Just creating sanitation infrastructure in villages and schools alone will not bring the desired results, rather we must focus on building local capacity, engage the beneficiaries and stakeholders, recruit professional managers and change social behaviour among target groups by roping in social entrepreneurs, said PDG Ron Denham, Chair Emeritus, Water and Sanitation Rotarian Action Group (WASRAG).
Speaking at the session on ‘Providing Clean Water’ at the Centenary Summit in Kolkata, he said WASRAG is helping local communities to take ownership of water and sanitation facilities by making them ‘partners in execution’. In the last five years, the Foundation has implemented WASH projects worth $113 million across the world. “Rotary has done 316 global grant programmes on water and sanitation at an investment of $23 million and individual projects worth $250,000 in Indian zones. WASRAG helps clubs in drafting proposals for global grant funding and offers a compendium of best practices for executing clubs,” he said.

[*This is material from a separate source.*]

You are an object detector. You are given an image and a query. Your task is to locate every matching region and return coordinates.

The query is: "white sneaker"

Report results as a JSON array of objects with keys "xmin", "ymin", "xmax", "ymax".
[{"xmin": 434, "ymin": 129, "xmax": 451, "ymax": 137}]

In his presentation, PDG Ranjan Dhingra, Chairman, RI Water Mission (RIWM), recalled the Delhi Declaration 2003 after a presidential conclave which led to the formation of RI Water Conservation Trust in the next year. “So far, we have built over 110 check dams in Rajasthan, Haryana and Punjab benefitting 5,000 people. We hope to do at least 10 per cent of the government projects under this holistic programmes of RIWM,” he said. By 2025, RIWM plans to build 10,000 check dams; revive and rejuvenate 10,000 waterbodies; and 50,000 urban RWH structures at ₹50 crore.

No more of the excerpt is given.